Evine gittiğinde koltuğa uzandı, çok uykusu vardı ama uyumak istemiyordu. Artık içinde bulunduğu durumla mücadele etmek istiyordu.

Yangın, pis çamaşırlar, bakımsız hâli, silahlı adamlar, aşırı vurdumduymazlık, haplarla yaşam... Son olayla Erguvan hayatında birden çok şeyin ters gittiğinin farkına varmıştı. Aslında o da biliyordu acınası vaziyetini fakat devamlı olarak üstünü örtüyordu. Geçmişle yüzleşmek istemiyordu ama daha acısının üzerinden çok bir zaman geçmemişken silahlı adamlar bıraktığı izlerde geziniyordu. Katliamı sindirememişken kendini kurban etmeye hiç razı değildi. Dolu dolu hırslı ve sinirliydi. Hatta gerekirse intikam alacaktı.

Erguvan tüm haplarını koltuğun önündeki sehpaya dizdi ve uzun uzun göz gezdirdi. Saatlerdir bir tane bile içmemişti. Mutfağa geçip bir kahve yaptı ve odaya gelip kanepeye geri oturdu. İlaçlarını önüne alıp onları izlemeye koyuldu. Bazılarının ne olduğunu bile bilmiyordu ama yarısı çoktan bitmişti. İçinde ne olduğu neye yaradığı belli bile değildi. İçlerinden birinin tarihi geçeli bir yıldan fazla olmuştu ve bu durumdan henüz haberi oluyordu. Tüm bunlara baktığında tek tesellisi bağımlılık kazanmamış olmasıydı. En azından öyle olduğunu düşünüyordu. Şaşkınlık ve kendine acıma duygusuyla bir kararın eşiğindeydi. Aslında çoktan karar kılmıştı ve bunu kendisine itiraf etmek için bir kıvılcım çıkarmaya çalışıyordu.

Erguvan hışımla yerinden kalktı ve mutfağa geçti; naylon poşet, torba vs. ne bulursa alacaktı. Evin hemen hiçbir temel ihtiyacıyla ilgilenmediği üzere çöp torbası yapabileceği hiçbir şey bulamadı. Muhtemelen ev taşımasından kalmış köşedeki küçük bir koli gözüne çarptı ve koliyi alıp tekrardan odaya geçti. İlaçları hızlıca içinde doldurdu. Kapıdan çıkmadan evvel duraksadı, böyle dolu halde çöpe atmasının doğru olmadığına kanaat getirip banyoya geçti. Tüm ilaçlarını açıp tek tek hepsini klozete boşalttı ve en son sifonu çekti. Bir insanın bir tuvalette rahatlayabileceğinden çok farklı bir şekilde rahatlamıştı. Akıp giden sifonla beraber gülümsedi. Boş kutuları tekrardan toparlayıp koliye doldurdu ve dışarıdaki çöpe attı. İçeri geçip sanki rutin bir hayat yaşıyormuşçasına davranmak istedi. Hayatına önceki yıllardan bıraktığı bir günden hiç bir şey olmamış gibi devam edecekti.

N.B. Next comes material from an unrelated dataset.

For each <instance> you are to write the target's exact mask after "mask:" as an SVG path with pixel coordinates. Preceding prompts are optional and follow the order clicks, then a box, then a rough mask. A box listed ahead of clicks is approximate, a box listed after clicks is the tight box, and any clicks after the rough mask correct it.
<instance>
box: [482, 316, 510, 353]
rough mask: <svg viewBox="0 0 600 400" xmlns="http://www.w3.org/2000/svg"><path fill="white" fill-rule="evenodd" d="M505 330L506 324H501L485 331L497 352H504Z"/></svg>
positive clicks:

"Kulaklıklarıma eskilerden hazzına doyamadığım bir şarkı verdim. Günlerdir hatta aylardır moloza çevrilmiş kafam yüzünden güzel bir müzik dinlemeye bile fırsat bulamamıştım. Gözlerimi huzurla kapayıp yüzümdeki gülümsemeyi keşfettim. O şarkıya doyamayınca yeniden açtım.

Müzikten sıkılınca akşam demeksizin odaları toparladım. Biraz spor bile yaptım. Elime geçirdiğim bir bezle köşelere varana kadar toz aldım. Süpürgem yoktu, olsaydı süpürge de açardım.

Biraz durulunca aynanın karşısına geçip uzun uzun yüzüme baktım. Aynada yüzüme bakmayalı, kendimi böyle incelemeyeli uzun zaman olmuştu. İki üç ayda bir berberde kestirdiğim sakalları kendim tıraş etmeye karar verdim. Biraz daha ferahladım. Git gide mola verdiğim hayatın hengâmesine tekrardan dalıyordum. Tutuk modumdan iyice sıyrılıyordum. Burnum artık koku alabiliyordu ve içime çektiğim hava pek güzel kokuyormuş gibi gelmedi bana."